What I like most is that for a trip to somewhere and back that would be two bus trips, if I bike it instead I’ve saved over five dollars. Do that a few times in a day and it adds up.

As far as turning others on to it I have a philosophy about that. I’ll suggest it if they ask but I think that everyone should decide for themselves if it fits their life or not. If it doesn’t then they shouldn’t try to make it work just for the sake of it. It’s a means to an end, not an end in itself.

Carrie
7 years ago

I organized a “bike to school route scouting trip” before a gaggle of the neighborhood kids started Middle School. The school isn’t that far away (1.5 miles), but you have to cross two major streets (though there are places to do so safely, luckily for us). Every morning when I see the tween set riding to school it’s so awesome to know I helped them get there. Honestly, they didn’t need the help, the parents needed the assurance that they knew how to get there and could do so safely, and I provided that.

The side benefit is that there are at least 3 cars NOT on the road every morning near the school. And I’m also positive there’s less morning stress in those houses as they get everyone out the door where they need to be, because mom or dad doesn’t need to add in another trip via car somewhere.

theonetruesteph
theonetruesteph
7 years ago

When I lived in Dallas, Texas, I would ride my bike to work fairly often. I didn’t evangelize people about bike riding; in fact, I tried to keep it as below the radar as possible because most people thought I was a freak for doing it. There were a couple of times when I invited a friend to ride to work along with me.
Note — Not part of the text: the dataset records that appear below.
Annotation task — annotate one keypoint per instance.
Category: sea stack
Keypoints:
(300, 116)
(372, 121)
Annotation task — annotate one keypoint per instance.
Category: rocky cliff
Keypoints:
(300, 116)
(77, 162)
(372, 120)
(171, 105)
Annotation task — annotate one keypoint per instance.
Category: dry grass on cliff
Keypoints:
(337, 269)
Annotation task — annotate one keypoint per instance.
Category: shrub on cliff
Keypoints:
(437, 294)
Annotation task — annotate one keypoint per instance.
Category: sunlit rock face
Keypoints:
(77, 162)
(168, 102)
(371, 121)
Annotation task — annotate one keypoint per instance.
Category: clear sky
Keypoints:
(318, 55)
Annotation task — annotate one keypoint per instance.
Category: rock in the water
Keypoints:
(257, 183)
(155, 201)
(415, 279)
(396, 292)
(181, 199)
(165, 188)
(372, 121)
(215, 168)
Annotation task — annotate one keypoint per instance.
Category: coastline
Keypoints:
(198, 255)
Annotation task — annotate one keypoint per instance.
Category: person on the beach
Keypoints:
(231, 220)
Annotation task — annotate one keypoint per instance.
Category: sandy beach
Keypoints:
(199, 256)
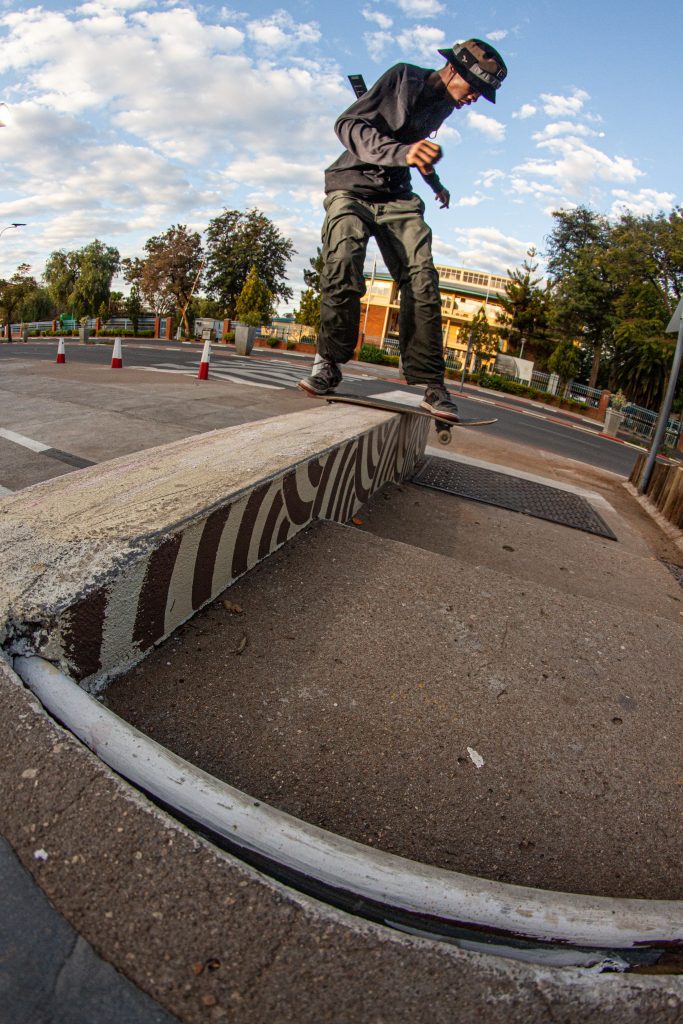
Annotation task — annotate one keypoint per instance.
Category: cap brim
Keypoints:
(484, 90)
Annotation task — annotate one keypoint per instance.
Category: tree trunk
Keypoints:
(595, 369)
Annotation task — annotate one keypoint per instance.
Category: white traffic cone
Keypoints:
(117, 355)
(204, 365)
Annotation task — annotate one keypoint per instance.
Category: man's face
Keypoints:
(460, 90)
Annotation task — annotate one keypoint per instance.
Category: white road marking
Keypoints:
(24, 441)
(401, 397)
(217, 375)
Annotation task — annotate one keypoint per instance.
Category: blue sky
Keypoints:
(124, 117)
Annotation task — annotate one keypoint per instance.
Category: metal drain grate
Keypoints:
(512, 493)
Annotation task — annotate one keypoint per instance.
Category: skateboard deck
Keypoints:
(392, 404)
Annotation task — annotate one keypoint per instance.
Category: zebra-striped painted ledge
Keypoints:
(100, 565)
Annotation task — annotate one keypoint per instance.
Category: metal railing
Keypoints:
(642, 423)
(581, 392)
(68, 324)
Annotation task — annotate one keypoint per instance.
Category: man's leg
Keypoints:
(348, 224)
(404, 242)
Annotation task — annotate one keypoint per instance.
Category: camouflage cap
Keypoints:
(479, 65)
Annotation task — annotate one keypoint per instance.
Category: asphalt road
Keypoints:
(517, 421)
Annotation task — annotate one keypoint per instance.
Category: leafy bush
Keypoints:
(120, 333)
(498, 383)
(371, 353)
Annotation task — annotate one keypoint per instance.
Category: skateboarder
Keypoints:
(368, 193)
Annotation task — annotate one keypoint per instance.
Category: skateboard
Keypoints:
(392, 404)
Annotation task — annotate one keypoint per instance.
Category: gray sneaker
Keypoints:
(437, 400)
(325, 378)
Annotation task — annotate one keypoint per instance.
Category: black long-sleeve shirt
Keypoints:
(378, 130)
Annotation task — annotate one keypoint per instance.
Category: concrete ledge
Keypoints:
(155, 899)
(100, 565)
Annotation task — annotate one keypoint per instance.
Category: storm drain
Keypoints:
(511, 493)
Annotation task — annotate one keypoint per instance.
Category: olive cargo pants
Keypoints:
(404, 242)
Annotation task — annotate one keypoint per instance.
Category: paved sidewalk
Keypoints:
(283, 957)
(48, 973)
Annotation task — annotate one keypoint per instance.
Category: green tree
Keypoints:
(565, 361)
(133, 306)
(236, 242)
(524, 316)
(80, 281)
(254, 304)
(582, 287)
(59, 278)
(311, 276)
(309, 309)
(483, 338)
(15, 292)
(169, 272)
(646, 265)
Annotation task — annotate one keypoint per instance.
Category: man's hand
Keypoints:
(424, 155)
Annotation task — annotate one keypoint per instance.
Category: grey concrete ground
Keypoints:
(210, 939)
(69, 982)
(371, 666)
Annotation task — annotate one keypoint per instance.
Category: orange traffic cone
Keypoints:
(117, 355)
(204, 365)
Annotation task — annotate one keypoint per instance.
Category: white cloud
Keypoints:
(487, 126)
(470, 200)
(146, 118)
(383, 20)
(446, 133)
(560, 107)
(488, 178)
(557, 128)
(377, 43)
(523, 186)
(645, 203)
(421, 8)
(282, 32)
(525, 111)
(421, 40)
(578, 165)
(482, 248)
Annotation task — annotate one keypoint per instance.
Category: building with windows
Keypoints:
(464, 294)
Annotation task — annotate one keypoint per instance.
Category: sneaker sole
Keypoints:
(310, 390)
(439, 414)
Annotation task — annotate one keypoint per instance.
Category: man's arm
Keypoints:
(367, 128)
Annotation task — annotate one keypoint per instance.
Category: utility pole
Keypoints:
(676, 324)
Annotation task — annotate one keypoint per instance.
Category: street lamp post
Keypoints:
(14, 223)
But the absolute best was one day, when I was walking down the hallway to my office after getting cleaned up, I saw one of my coworkers wheeling her bike in the door. She was well-to-do, well-dressed, well-connected, and one of the people who most enjoyed poking fun at my bike riding (in a friendly way). I’m pretty sure she wouldn’t have considered riding her bike to work if freaky old me hadn’t put the thought in her head. I don’t know if she ever did it again, but it made me so happy to know that there really is hope for everyone.

Sam
Sam
7 years ago

14 years ago I taught me new wife how to ride a bike. She had not ridden one since she was 12 years old. She was scared and cried but she stuck with it. Four years after that she was pulling are 1 year old son around town in a Burley trailer. Further down the road of years she was pulling both our 4 old son and 1 year old daughter in the Burley. Shortly after that the boy moved to a tag-a-log and my wife was strong enough and confident enough ride to pull the bike/tag-a-log/trailer double rig to schools and various errands. (Metal Cowboy family style.) Now our daughter is still on the tag-a-log for longer rides but soon we’ll be a family of four travel around town.

Mao
Mao
7 years ago

My middle school bike got stole from our backyard. But that was close enough so I just walked. In high school we got passes each month, then I graduated.
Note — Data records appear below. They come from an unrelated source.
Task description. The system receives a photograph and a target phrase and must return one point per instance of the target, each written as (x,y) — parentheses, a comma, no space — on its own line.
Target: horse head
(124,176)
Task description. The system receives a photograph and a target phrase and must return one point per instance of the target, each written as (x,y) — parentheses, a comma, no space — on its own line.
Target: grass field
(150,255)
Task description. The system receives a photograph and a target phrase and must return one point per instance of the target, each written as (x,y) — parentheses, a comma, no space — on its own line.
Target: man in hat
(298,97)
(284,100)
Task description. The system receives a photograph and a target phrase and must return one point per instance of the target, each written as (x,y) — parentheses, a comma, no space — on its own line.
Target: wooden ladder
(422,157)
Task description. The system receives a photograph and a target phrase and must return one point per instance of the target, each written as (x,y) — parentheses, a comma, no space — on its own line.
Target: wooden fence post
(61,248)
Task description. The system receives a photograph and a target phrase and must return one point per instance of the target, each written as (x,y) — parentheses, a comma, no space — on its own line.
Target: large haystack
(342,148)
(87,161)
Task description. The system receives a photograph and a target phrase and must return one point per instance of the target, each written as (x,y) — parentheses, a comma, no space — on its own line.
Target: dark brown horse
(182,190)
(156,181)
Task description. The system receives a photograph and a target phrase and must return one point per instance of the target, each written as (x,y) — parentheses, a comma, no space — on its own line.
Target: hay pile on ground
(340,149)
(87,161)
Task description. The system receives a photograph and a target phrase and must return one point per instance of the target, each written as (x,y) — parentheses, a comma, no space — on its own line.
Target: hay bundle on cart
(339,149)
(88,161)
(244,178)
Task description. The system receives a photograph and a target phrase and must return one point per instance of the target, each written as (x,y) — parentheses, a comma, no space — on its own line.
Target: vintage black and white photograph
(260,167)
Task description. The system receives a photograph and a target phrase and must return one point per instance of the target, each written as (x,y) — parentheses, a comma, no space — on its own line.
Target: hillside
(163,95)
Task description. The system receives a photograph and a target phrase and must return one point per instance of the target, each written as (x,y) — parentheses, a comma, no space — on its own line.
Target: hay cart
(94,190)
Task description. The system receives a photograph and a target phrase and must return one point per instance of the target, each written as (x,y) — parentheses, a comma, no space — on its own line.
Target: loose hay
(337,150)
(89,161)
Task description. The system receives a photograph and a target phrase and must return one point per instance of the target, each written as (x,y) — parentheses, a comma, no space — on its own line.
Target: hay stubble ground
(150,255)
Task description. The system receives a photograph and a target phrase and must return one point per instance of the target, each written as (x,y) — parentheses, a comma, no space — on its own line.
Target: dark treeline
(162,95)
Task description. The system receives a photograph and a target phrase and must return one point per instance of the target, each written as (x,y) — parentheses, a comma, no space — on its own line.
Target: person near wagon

I could no longer get free bus passes, so every transit ticket came out of my pocket. A round trip was about 4 bucks. Five trips a week would be about 20, one month was about 100, one year becomes 1200.
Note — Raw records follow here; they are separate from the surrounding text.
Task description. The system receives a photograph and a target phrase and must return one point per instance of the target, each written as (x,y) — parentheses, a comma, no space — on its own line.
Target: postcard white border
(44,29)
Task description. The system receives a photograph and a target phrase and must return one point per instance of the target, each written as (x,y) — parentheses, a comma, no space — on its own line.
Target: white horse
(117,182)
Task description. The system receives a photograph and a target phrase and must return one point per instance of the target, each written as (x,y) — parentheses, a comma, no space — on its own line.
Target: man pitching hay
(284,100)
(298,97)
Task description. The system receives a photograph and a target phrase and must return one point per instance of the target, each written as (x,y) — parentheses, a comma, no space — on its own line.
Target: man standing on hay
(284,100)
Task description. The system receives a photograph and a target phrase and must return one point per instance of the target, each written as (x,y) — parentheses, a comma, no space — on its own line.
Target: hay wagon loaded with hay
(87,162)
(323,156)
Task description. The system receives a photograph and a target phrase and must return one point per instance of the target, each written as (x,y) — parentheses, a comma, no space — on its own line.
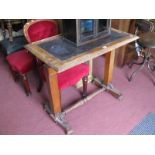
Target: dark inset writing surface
(63,49)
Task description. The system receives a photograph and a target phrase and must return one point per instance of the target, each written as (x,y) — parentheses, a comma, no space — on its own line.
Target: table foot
(115,92)
(110,88)
(59,118)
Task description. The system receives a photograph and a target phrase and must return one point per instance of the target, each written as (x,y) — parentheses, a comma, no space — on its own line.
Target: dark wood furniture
(9,24)
(55,65)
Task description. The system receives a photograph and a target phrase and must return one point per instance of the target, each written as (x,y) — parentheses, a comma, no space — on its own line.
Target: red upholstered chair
(39,29)
(20,63)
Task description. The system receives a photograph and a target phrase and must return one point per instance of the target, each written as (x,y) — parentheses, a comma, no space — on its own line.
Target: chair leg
(39,67)
(14,74)
(40,85)
(25,84)
(84,81)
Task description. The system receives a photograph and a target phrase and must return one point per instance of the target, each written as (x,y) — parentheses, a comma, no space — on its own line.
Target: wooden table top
(67,59)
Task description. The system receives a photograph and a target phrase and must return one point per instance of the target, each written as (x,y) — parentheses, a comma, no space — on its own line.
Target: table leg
(54,108)
(9,25)
(109,65)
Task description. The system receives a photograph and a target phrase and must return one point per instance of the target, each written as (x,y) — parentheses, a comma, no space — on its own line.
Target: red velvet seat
(40,29)
(21,62)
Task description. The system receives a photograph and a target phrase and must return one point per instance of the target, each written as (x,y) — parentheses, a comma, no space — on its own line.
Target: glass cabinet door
(102,25)
(86,28)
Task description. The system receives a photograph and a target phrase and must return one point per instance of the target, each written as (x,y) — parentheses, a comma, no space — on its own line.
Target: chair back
(36,30)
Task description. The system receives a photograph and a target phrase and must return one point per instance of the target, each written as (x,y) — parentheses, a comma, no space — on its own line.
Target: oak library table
(59,54)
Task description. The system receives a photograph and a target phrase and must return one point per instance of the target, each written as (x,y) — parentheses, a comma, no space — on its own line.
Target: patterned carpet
(146,126)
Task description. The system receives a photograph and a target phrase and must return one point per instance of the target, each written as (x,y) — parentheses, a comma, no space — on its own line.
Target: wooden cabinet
(126,25)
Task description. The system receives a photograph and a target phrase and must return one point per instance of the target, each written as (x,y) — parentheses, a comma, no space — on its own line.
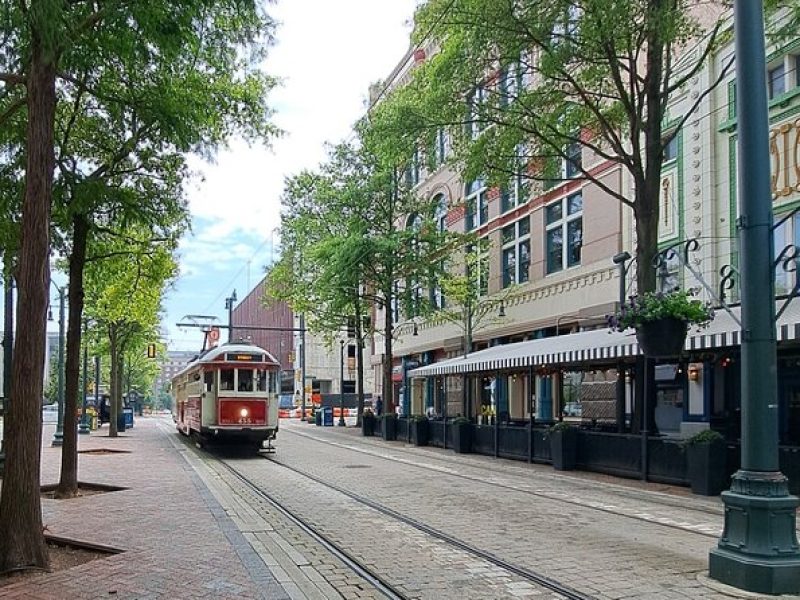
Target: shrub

I could be spending that money on junk food!

doug B
doug B
7 years ago

Love all these stories!

Julia
Julia
7 years ago

I saw a guy who worked at Sweetpea baking wearing a Car-Free shirt and I never knew that was something that might be a good thing. I was raised to think that people without cars were losers. I had just moved to Portland and got rid of my car and I WALKED everywhere. I thought of that shirt later when I was riding my bike for the first time downtown. I have been car free for 6 years, now.